Lala sintió un vuelco en el pecho. De repente todo encajaba: el silencio, la ausencia, esa sensación extraña que la había acompañado desde que entró. La ilusión con la que había llegado se transformó en un nudo que le apretaba la garganta.
Diego pasó la mano por el pelo, incómodo.
—Pobre Martín…
—Sí… —susurró Lala, mirando el teléfono como si de pronto esperara que él la llamara.
Pero no lo hizo.
Ella se quedó con la sensación de que estaba demasiado lejos de todo lo que le importaba y, al mismo tiempo, demasiado implicada para fingir indiferencia.
El murmullo que solía llenar la oficina desapareció por completo, como si todos estuvieran de golpe sincronizados en un mismo silencio incómodo. Clara se llevó una mano a la frente y suspiró hondo, mientras Diego se dejaba caer en su silla con gesto serio.
Lala, en cambio, se quedó inmóvil. Su mente giraba demasiado rápido.

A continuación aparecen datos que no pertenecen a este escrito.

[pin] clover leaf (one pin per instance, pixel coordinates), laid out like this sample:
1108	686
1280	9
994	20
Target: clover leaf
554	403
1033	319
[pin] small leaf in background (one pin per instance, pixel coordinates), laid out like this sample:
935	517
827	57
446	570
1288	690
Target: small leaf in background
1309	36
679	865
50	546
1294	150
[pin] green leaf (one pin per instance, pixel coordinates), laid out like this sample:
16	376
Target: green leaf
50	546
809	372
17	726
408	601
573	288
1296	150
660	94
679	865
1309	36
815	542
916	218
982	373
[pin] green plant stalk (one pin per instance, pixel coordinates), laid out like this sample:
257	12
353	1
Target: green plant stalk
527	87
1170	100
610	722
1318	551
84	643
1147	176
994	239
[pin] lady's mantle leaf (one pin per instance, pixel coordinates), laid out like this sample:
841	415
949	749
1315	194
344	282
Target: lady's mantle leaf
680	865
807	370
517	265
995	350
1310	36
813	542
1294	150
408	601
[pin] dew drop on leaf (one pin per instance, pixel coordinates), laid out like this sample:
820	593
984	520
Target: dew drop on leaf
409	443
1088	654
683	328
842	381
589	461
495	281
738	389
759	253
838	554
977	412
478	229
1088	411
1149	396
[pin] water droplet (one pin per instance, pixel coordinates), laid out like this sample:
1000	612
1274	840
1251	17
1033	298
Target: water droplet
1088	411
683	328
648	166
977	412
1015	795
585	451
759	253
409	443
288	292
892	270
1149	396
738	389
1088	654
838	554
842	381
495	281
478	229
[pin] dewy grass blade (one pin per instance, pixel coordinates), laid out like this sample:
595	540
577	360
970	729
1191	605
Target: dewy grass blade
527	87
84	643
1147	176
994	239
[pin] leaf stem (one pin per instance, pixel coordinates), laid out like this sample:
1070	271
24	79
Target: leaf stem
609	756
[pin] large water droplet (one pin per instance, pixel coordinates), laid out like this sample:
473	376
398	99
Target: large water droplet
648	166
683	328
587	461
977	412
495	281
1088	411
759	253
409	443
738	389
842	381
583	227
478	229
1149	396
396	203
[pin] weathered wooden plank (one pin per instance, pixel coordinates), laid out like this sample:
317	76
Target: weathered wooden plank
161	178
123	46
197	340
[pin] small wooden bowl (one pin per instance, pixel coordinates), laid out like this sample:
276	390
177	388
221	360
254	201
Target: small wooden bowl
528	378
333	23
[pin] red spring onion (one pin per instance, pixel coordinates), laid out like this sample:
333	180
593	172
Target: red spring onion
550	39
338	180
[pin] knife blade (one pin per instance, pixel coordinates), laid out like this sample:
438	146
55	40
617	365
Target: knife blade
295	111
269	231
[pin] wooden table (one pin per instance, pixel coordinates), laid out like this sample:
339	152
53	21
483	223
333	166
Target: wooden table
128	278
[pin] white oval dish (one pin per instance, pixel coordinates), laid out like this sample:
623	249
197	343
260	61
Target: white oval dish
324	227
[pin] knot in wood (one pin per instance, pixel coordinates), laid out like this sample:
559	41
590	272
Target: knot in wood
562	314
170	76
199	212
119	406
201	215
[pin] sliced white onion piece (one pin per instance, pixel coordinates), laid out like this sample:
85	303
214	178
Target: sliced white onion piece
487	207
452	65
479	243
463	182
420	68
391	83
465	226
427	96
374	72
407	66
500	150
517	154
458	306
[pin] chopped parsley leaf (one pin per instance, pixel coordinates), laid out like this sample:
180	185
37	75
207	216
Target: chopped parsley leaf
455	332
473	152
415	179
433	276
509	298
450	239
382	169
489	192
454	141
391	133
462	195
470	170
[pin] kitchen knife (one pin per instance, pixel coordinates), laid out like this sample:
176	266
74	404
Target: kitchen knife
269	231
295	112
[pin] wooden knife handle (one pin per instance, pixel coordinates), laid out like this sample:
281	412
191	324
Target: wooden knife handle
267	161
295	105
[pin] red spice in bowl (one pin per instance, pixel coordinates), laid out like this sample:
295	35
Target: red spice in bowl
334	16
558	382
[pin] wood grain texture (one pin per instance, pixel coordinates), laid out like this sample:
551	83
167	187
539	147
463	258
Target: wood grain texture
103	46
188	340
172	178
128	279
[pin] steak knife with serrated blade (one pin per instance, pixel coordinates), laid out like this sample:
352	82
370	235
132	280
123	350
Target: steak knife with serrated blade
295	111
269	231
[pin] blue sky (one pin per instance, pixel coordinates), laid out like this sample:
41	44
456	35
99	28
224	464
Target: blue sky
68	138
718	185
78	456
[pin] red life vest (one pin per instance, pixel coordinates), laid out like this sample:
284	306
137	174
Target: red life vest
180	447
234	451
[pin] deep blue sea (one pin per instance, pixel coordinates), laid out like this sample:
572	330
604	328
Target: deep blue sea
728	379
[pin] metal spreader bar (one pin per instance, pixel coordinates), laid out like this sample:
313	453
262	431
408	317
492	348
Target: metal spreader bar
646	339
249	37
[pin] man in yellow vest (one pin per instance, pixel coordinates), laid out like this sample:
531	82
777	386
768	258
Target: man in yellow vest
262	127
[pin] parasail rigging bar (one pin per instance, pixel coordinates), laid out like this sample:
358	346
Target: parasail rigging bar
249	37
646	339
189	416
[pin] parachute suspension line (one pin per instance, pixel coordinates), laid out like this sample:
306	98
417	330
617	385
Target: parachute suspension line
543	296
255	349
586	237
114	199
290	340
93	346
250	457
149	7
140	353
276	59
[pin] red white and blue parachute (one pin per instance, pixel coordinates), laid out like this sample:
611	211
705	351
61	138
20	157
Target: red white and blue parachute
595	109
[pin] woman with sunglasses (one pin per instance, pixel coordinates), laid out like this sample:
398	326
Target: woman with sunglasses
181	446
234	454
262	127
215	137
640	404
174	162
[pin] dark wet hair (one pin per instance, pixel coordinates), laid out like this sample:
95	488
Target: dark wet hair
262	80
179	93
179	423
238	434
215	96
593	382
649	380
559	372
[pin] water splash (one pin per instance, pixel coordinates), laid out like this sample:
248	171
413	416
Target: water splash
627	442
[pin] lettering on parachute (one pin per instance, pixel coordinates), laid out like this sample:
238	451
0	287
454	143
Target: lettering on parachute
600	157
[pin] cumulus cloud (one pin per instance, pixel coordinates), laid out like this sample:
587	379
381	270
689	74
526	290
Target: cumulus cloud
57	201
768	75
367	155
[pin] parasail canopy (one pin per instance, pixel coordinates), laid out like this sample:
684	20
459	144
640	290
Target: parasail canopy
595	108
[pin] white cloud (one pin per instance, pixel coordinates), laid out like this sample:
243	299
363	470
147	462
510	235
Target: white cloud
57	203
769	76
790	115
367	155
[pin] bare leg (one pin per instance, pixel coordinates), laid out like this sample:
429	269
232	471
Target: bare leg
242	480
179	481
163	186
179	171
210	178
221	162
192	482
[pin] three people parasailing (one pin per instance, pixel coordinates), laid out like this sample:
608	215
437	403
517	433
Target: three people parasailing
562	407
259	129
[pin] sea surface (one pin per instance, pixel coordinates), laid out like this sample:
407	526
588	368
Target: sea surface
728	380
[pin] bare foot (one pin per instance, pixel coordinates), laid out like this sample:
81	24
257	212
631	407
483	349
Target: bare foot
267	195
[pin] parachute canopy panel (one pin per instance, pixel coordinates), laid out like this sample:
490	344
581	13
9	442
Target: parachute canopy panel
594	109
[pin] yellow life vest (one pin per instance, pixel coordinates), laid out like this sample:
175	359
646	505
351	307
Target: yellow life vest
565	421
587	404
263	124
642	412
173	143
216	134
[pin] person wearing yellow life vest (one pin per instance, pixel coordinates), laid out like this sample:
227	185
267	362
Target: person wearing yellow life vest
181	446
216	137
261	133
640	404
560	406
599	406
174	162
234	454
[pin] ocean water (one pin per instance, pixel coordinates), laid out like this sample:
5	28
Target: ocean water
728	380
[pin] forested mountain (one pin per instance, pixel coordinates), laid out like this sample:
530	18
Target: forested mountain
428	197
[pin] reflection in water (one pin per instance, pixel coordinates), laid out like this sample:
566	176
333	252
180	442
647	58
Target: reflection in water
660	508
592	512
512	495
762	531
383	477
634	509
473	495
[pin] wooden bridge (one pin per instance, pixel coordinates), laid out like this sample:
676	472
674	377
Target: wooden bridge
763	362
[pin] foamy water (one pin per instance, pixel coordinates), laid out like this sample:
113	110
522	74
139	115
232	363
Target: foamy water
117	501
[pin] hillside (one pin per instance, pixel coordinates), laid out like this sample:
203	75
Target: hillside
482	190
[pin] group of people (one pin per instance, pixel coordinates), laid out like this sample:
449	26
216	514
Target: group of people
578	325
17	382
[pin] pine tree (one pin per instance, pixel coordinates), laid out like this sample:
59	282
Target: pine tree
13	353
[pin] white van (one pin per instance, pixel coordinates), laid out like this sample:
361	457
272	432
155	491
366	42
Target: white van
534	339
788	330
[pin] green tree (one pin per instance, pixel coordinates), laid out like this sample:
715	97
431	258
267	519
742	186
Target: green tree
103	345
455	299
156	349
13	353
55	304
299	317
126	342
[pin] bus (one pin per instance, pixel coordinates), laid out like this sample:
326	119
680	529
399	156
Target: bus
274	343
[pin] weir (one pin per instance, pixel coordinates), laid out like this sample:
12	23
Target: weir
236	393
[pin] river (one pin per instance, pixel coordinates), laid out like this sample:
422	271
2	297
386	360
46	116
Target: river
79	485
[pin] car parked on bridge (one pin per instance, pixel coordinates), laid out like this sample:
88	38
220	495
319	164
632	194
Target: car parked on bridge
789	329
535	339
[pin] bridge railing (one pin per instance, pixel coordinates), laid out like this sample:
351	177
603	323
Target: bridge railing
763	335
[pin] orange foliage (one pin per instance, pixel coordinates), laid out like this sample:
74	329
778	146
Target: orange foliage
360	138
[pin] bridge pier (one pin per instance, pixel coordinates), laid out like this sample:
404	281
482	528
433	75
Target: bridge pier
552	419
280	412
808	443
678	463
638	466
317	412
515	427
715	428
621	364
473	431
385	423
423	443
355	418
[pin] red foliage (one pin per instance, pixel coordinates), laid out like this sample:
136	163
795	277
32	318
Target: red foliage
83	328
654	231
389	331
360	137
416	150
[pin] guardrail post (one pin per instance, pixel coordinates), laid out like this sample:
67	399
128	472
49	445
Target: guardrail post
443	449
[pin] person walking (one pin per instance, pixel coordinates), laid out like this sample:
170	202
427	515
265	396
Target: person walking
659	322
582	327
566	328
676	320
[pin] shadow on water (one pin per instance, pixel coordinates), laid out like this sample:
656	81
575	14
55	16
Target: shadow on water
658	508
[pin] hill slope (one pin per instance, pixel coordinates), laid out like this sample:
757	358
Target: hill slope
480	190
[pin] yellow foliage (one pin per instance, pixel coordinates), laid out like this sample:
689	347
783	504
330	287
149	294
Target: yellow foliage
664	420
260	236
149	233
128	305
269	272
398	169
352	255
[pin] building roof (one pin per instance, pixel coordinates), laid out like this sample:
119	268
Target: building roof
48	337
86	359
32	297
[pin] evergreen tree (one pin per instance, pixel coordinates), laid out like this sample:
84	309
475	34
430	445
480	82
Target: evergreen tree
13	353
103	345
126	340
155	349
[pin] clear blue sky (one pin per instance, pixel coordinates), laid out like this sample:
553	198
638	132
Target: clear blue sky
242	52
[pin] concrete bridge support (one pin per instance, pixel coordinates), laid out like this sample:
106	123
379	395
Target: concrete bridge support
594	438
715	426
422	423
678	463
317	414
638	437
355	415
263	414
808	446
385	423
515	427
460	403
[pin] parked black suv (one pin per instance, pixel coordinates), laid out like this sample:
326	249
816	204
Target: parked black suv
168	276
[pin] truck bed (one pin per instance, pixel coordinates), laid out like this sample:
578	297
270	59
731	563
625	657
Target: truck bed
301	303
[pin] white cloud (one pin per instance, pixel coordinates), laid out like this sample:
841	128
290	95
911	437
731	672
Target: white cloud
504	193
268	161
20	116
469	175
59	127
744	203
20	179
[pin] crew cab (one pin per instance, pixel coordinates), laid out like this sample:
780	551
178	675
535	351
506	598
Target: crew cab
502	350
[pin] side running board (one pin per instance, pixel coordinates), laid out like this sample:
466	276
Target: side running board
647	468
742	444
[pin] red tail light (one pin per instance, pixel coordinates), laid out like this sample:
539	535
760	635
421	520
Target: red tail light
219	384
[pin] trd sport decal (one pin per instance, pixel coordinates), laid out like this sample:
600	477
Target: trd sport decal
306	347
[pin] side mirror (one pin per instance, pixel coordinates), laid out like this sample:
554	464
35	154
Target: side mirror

El primer impulso fue tomar el móvil y escribirle a Martín, preguntarle dónde estaba, cómo estaba su padre, si necesitaba algo. Pero enseguida se contuvo. ¿Qué podía decirle sin sonar invasiva? ¿Qué lugar ocupaba ella en esa historia, después de todo?
Respiró hondo, intentando recomponerse, aunque la opresión en el pecho no cedía. Fingió revisar unos papeles, pero en realidad lo único que hacía era ocultar la expresión de su cara.